Use lawyers on the ground if it's hosted in a foreign country
You've found which websites your photo is on, but do you know which country those websites are in? If it's in the US, then you can send a DMCA takedown notice, or a copyright notice in the UK. But what about if a site is hosted somewhere else? Sullivan suggests that you use lawyers in the country the website is hosted in.
"I'm dealing with something in Australia now," Sullivan said. "But it's been pretty seamless with them as well. I usually call someone in that jurisdiction and retain them to do it."
Try flooding the internet with other content
Sometimes the best way to deal with a leaked photo is not to delete it, but instead to push it down search results.
"Another situation that I just recently had is that the websites and web domains were from seven or eight years ago and they just discovered that it was online," Sullivan said. "If you look at the domains, they're so old that you could easily hire a company to just put some new material out there and knock that down to, like, Google page 10 on searches."
So go out and do some interviews. Get your name out there and push those old websites way down Google.
This method doesn't work as well for non-famous people, though. You probably won't have as many results on Google about you specifically, and you're less able to easily generate new search results.
Check whether you can simply buy the rights to a photo
Frazer Harrison/GettyRed carpet photos and photoshoots likely all come from commercial photographers who let people either license their images, or buy the right to use them. Of course, if you buy the right to use a photo, you also stop other people from using it.
"I've done that in situations where some people have, let's say, 15 years ago they did a certain photo spread and now their life has changed and they don't really want to do that," Sullivan said. "They don't want those photos out anymore.
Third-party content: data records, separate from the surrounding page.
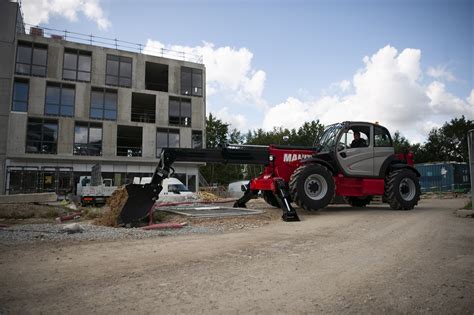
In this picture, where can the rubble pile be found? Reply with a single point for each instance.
(207, 196)
(114, 206)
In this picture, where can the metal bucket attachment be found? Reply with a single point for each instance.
(141, 199)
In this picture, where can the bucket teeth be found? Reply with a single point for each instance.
(141, 198)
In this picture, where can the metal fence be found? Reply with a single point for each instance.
(113, 43)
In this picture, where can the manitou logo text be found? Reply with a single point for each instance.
(288, 157)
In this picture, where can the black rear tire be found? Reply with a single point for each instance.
(359, 202)
(402, 189)
(270, 198)
(312, 186)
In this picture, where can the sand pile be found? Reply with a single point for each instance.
(207, 196)
(114, 206)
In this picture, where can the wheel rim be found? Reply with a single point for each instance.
(315, 187)
(407, 189)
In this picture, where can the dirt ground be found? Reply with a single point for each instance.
(340, 260)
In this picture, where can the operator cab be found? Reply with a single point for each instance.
(359, 148)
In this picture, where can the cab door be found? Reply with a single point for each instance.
(383, 147)
(356, 157)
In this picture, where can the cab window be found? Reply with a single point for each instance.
(355, 137)
(382, 137)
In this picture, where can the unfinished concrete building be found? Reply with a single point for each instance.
(67, 104)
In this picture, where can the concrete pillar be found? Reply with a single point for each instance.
(66, 136)
(470, 144)
(109, 139)
(149, 141)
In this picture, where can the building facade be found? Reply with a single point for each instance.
(66, 106)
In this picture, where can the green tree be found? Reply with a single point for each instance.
(449, 143)
(305, 135)
(217, 133)
(400, 143)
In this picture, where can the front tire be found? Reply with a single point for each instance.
(402, 189)
(312, 186)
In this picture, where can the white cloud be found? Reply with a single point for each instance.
(388, 89)
(443, 102)
(39, 11)
(441, 73)
(228, 70)
(236, 121)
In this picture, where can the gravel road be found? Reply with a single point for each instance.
(340, 260)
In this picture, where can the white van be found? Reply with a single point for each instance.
(237, 189)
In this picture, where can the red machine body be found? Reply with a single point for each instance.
(284, 161)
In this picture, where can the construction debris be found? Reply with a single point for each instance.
(73, 228)
(29, 198)
(164, 226)
(114, 206)
(72, 216)
(207, 196)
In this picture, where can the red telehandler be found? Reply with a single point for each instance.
(355, 160)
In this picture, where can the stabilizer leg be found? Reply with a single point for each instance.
(283, 198)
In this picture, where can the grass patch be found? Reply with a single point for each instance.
(51, 213)
(468, 205)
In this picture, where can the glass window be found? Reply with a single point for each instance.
(20, 95)
(77, 65)
(166, 138)
(70, 61)
(179, 111)
(31, 59)
(382, 137)
(196, 141)
(129, 141)
(119, 71)
(60, 99)
(41, 136)
(191, 81)
(88, 139)
(103, 104)
(356, 137)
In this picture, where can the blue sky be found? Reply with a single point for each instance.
(407, 64)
So we go back and we can get the rights to the photos so that the person actually controls them."
Learn how to protect yourself in the future
All of this is just about mopping up the damage. How do you stop your photos leaking in the first place?
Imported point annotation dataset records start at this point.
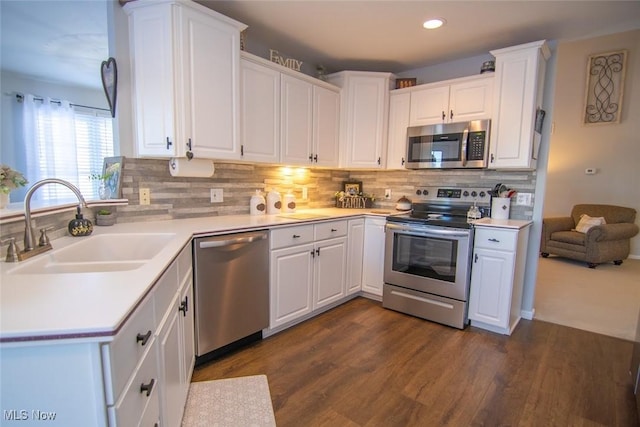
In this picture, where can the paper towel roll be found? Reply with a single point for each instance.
(194, 168)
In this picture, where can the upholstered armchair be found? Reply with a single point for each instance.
(598, 243)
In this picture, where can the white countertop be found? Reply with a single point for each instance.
(58, 306)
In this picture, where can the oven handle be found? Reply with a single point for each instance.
(439, 232)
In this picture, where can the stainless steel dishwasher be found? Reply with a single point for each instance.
(231, 291)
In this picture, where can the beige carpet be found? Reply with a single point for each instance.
(231, 402)
(605, 300)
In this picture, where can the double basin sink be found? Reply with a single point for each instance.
(98, 254)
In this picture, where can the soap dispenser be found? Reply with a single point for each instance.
(80, 226)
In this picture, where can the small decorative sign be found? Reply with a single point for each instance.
(605, 83)
(402, 83)
(294, 64)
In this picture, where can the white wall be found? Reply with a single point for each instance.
(613, 149)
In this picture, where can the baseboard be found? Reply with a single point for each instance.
(528, 314)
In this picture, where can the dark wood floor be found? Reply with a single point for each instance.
(362, 365)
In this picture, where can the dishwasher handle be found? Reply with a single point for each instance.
(221, 241)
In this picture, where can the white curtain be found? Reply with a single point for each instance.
(58, 140)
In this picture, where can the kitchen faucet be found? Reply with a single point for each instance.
(29, 241)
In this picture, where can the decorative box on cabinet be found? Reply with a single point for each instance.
(458, 100)
(308, 269)
(364, 117)
(185, 67)
(519, 86)
(497, 277)
(299, 113)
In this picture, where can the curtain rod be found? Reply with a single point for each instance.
(20, 98)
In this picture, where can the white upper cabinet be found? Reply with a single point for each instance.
(519, 85)
(287, 117)
(260, 113)
(364, 117)
(185, 66)
(399, 105)
(458, 100)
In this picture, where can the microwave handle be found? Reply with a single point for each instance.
(463, 149)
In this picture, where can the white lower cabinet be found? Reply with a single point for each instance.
(355, 255)
(373, 263)
(308, 265)
(497, 278)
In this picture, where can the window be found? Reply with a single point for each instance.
(65, 141)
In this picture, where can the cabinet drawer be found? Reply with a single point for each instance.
(328, 230)
(283, 237)
(492, 238)
(133, 403)
(123, 354)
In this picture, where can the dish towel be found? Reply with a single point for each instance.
(232, 402)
One thing you can do is guard your phone number closely. If you're famous, you obviously don't want it being made public. So you need to ensure that your phone number isn't handed out to every business contact you meet.
Many celebrities use burner phones with numbers that are regularly changed.
Sullivan said: "All the calls go through an assistant," Sullivan said. "You call this person and then that person will transfer to the new burner phone."
Beyond keeping your phone number private, you may also need to rethink the way you store your content. The 2014 iCloud leak happened because celebrities didn't realise their private photos were stored on their iCloud accounts, for example.
"I know some celebrities that don't put any of that stuff up online," Sullivan said. "They don't keep it on their phones ... They really keep their private stuff off the grid on their own computers, not part of a network ... They're not using the cloud for their personal stuff."
And finally, there's the nuclear option: Hiring a cybersecurity team to keep you safe from hackers.
"I have seen high net worth people, who are senior executives in hedge funds, that have gone the route of a massive cybersecurity team for even their personal stuff," Sullivan said.